When the Pirates don’t resign a free agent like Russell Martin, Mark Madden will be quick to tell you how Nutting loves putting all that money into Seven Springs. However, when the Pirates find a replacement in Cervelli for $78 million cheaper who was even more productive, no credit is ultimately given. Why is it that the local media is so hard on this regime? Is it because of the 20 straight years of losing? Why, when this regime has taken a pathetic organization and turned it into a model other teams are trying to mimic, do they not get the benefit of the doubt? On one hand you can count the number of times a move backfired and didn’t help the team, but you would need a couple of Giant Eagle grocery bags to fill the moves that did work out to their favor.
Baseball is proving that spending money isn’t ultimately going to win anything. The L.A. Dodgers had a payroll of $271 million last year, and what have they won? The funny thing about this entire situation is the fact that the big bad New York Yankees are actually following the Pirates model more than they are the free spending Dodgers. This offseason, the Yankees didn’t sign any free agents to a major league contract. NOT ONE! They have identified that throwing money around in free agency leads to bad contracts and is the reason their current situation is preventing them from winning.

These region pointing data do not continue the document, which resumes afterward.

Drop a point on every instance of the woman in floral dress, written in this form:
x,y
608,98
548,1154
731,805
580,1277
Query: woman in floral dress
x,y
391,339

When you go to CBS Sports or MLB right now, you will find they both rank Pittsburgh as #7. If you were to ask many people in the Pittsburgh Media, you would probably find them to tell you their 6th in their division, and that should tell you a lot. No longer does the NL Central have six teams, but by the intelligence I see from these local critics I am not sure they even know that. What I find extremely funny as well is how butt hurt Mark Madden gets when you call him out on social media. This man cannot critique Neil Huntington enough and bash every move he makes, but the second you point out how wrong he was, he reverts to second grade bullying tactics to make fun of you. Even John Steigerwald is laughable on social media.
The Pirates have shown that they will not go out and spend big money on pitching. They have a model they look for in pitching and lean on Ray Searage to work on these reclamation projects and make them valuable pieces. It has been done with Burnett, Liriano, Volquez, Happ, Worley, and each time Huntington adds another one, it is met with great pushback by Pittsburgh media. Almost every time, they all are made to look like idiots because it worked out. Sadly, this doesn’t deter their mindset for the next time it happens. How can the Pittsburgh media be this insane?
After we endured the 20 straight years of losing, shouldn’t we all be more welcome to the success this team is driving? As if we haven’t been pained enough, why are we creating reasons to fill that void in our hearts? Isn’t it time we replace that with joy? The Pirates literally just ended the season with the 2nd best record in baseball, and instead of embracing it, we do the only thing we’ve known how to do since 1992 – bash management. It is time we as Pirates fans get on board with the rest of the nation and look at this team for what it is now, and now what it used to be. We are a model franchise that is sustaining success and providing a World Series opportunity each and every year. Let’s make 2016 the year we all finally come together and give the proper support, focus, and determination, that Andrew McCutchen has fueled himself with since 2009. As always, let’s go Bucs!